THE GOVERNMENT Pension Fund-Global, Norway’s sovereign wealth fund and the world’s third-largest, was valued at 2.08 trillion kroner ($331 billion) at the end of March 2009. Also called the oil fund, because it invests in oil money abroad to avoid stoking domestic inflation, this fund could soon be boosting investments in emerging markets such as India, China and Russia. In fact, the fund has already raised the ceiling that limited stakes in companies to between 5 to 10 percent.
Senior officials of the fund have said that it plans to also invest in the real estate sector, adding that the company is in the process of raising stock holdings from 40 percent to 60 percent, for better returns. “Unless the economic outlook goes from bad to considerably worse, the fund will record a substantial excess return in the years ahead,” Norges Bank Chairman Svein Gjedrem said in a recent statement.
“The fund is prepared to retain ownership of its illiquid assets until they mature in a few years’ time,” Gjedrem said in his speech to the investors, adding, “Investors such as the government pension fund will earn more in the long term because of these fluctuations in equity values.”
According to data compiled by the Sovereign Wealth Fund Institute and Bloomberg, the Abu Dhabi Investment Authority is the biggest sovereign wealth fund, followed by the Government of Singapore Investment Corp. The Norwegian sovereign wealth fund comes in at third place.
Fund officials said it was looking at investments in markets in India and China because of the steady growth in the region.
“The markets there have the capacity to ensure decent returns,” an official told TEHELKA, adding the value of the fund fell 4.8 percent in the first quarter, widening a record loss at the end of last year. Meanwhile, the mainland economy, excluding oil, gas and shipping, could shrink 1.4 percent this year — before returning to growth of one percent in 2010, raising the previous estimates for a 1.7 percent contraction and 0.9 percent growth respectively.
The fund, run by the country’s central bank and based on guidelines set by the country’s finance ministry recouped some losses in March after stocks in the US and Europe posted their biggest monthly gains since 2003, after a thaw in credit markets. But its renewed interest in markets such as India, China and Russia follows after the Norwegian Finance Minister Kristin Halvorsen said the fund had very poor investment returns last year.
“The area where we have had the most public criticism, instead, concerns active management. There is still broad political support for the fund’s long-term investment strategy,” Halvorsen said in a speech posted on the ministry’s website.
Halvorsen also said the fund is reducing the number of external mandates, or mandates given to money managers that are not employees of Norges Bank Investment Management.
“We will, in the coming year, have a thorough assessment of whether, and what kind of, active management we want to have,” Halvorsen said, adding: “This assessment, followed by public consultation, will provide the basis for a robust strategy that can stand the test of time.”
The Norwegian government will also start a research project with consulting company Mercer to assess the impact of climate change on financial markets and its implications for asset allocation.
“I believe it is prudent for fiduciaries of financial institutions to consider the implications of climate change for strategic asset allocation,” said Halvorsen, adding: “Traditional strategic asset allocation modeling approaches have not taken climate risks or opportunities, sufficiently into account.
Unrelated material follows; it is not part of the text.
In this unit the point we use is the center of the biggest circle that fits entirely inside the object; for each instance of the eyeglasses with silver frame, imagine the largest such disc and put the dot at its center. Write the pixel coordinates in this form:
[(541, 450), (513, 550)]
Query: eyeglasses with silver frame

This project seeks to address that gap.”
A number of Indian hydrocarbon and infrastructure companies are seeking both national and global investment. Upstream, the world’s biggest oil and gas newspaper, said recently that Oil India has already started talks with bankers for an initial sale of shares as New Delhi gets ready to sell stakes in state-run companies to generate revenue and reduce a widening fiscal deficit.
OIL INDIA had postponed its share sale in 2008 because the global economic crisis damped investor appetite. New Delhi expects to generate $237.2 million in the financial year that began April 2009 from such stake sales.
Oil India plans to sell up to 26.4 million shares, or about 11 percent of its equity because it needs the money earned by selling the stake to fund oil exploration, field development and diversification into downstream products.
The fund is showing interest in Oil India, which plans to disinvest by selling 11 percent of its equity
“We are working on it,” Oil India finance director T Ananth Kumar told an international wire agency, without specifying whether the company would start the share sale process by September 10, the deadline set by the Securities & Exchange Board of India, based on an earlier application filed by the company.
Kumar reiterated that the share sale was a long process, adding: “We have to discuss with bankers, the ministry of petroleum and then with the disinvestment panel. So it is difficult to commit to a date.”
But if the Norwegian sovereign wealth fund is willing to invest in companies such as Oil India — as well as other Indian companies — the date of sale will not matter, as long as the divestment is at a good price and brings in some much-needed funds so that companies in the oil sector can expand operations. That would be a valuable divestment indeed.